Hal itu sebutnya untuk menginventarisir hukum tertulis maupun sumber hukum lainnya.
"Keterlibatan para tokoh adalah untuk melihat praktek kehidupan warga secara de facto tentang batas desa versi kesepakatan warga," jelasnya.
Menurut Nasrullah, warga di dua desa memahami batas areal kerja mereka melalui pohon, nama padang, sungai dan lain-lain yang menandai kesadaran bersama apakah mereka berada pada batas desanya atau desa tetangga.

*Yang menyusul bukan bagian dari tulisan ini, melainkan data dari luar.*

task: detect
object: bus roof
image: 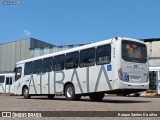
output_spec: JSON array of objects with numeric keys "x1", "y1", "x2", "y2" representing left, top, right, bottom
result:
[
  {"x1": 149, "y1": 67, "x2": 160, "y2": 71},
  {"x1": 16, "y1": 37, "x2": 144, "y2": 64},
  {"x1": 0, "y1": 73, "x2": 15, "y2": 76}
]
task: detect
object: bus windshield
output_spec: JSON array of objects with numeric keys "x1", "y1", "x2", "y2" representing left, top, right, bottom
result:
[
  {"x1": 122, "y1": 40, "x2": 147, "y2": 63},
  {"x1": 0, "y1": 76, "x2": 5, "y2": 83}
]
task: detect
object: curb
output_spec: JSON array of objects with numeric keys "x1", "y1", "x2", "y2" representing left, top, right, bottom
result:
[{"x1": 0, "y1": 93, "x2": 14, "y2": 96}]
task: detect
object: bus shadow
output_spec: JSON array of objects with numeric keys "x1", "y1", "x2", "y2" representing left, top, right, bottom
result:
[
  {"x1": 18, "y1": 97, "x2": 151, "y2": 104},
  {"x1": 97, "y1": 99, "x2": 150, "y2": 104},
  {"x1": 79, "y1": 98, "x2": 150, "y2": 104}
]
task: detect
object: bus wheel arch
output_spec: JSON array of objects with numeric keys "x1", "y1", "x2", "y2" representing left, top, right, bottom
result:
[
  {"x1": 22, "y1": 85, "x2": 31, "y2": 99},
  {"x1": 64, "y1": 82, "x2": 74, "y2": 94}
]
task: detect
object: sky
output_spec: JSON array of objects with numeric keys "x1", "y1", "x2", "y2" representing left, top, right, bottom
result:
[{"x1": 0, "y1": 0, "x2": 160, "y2": 45}]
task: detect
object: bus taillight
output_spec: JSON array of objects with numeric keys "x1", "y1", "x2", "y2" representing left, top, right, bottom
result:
[{"x1": 118, "y1": 68, "x2": 123, "y2": 80}]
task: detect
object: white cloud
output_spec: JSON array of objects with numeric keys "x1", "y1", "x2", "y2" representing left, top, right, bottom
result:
[{"x1": 23, "y1": 29, "x2": 32, "y2": 36}]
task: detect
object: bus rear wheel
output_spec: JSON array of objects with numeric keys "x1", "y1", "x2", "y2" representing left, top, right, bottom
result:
[
  {"x1": 89, "y1": 93, "x2": 104, "y2": 101},
  {"x1": 22, "y1": 87, "x2": 31, "y2": 99},
  {"x1": 65, "y1": 84, "x2": 81, "y2": 101}
]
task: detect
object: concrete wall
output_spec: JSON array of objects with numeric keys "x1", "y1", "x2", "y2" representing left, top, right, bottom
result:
[
  {"x1": 0, "y1": 38, "x2": 31, "y2": 72},
  {"x1": 145, "y1": 40, "x2": 160, "y2": 67},
  {"x1": 145, "y1": 41, "x2": 160, "y2": 58},
  {"x1": 0, "y1": 38, "x2": 55, "y2": 72},
  {"x1": 0, "y1": 38, "x2": 84, "y2": 73}
]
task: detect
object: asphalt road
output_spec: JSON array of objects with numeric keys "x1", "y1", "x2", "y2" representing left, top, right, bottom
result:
[{"x1": 0, "y1": 95, "x2": 160, "y2": 120}]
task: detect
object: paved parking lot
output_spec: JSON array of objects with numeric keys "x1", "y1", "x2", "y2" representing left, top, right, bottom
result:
[{"x1": 0, "y1": 95, "x2": 160, "y2": 120}]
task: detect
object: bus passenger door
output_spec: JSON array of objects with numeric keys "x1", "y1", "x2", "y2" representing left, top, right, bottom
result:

Pengalaman seperti ini dapat dilihat sebagai hukum tak tertulis.
Begitu juga dengan sungai yang bisa menjadi acuan batas desa, harus dilihat kategori sungai apakah sungai alami atau buatan.
Begitu juga dengan jenis sungai apakah termasuk tatas, parit, saka dan lain sebagainya.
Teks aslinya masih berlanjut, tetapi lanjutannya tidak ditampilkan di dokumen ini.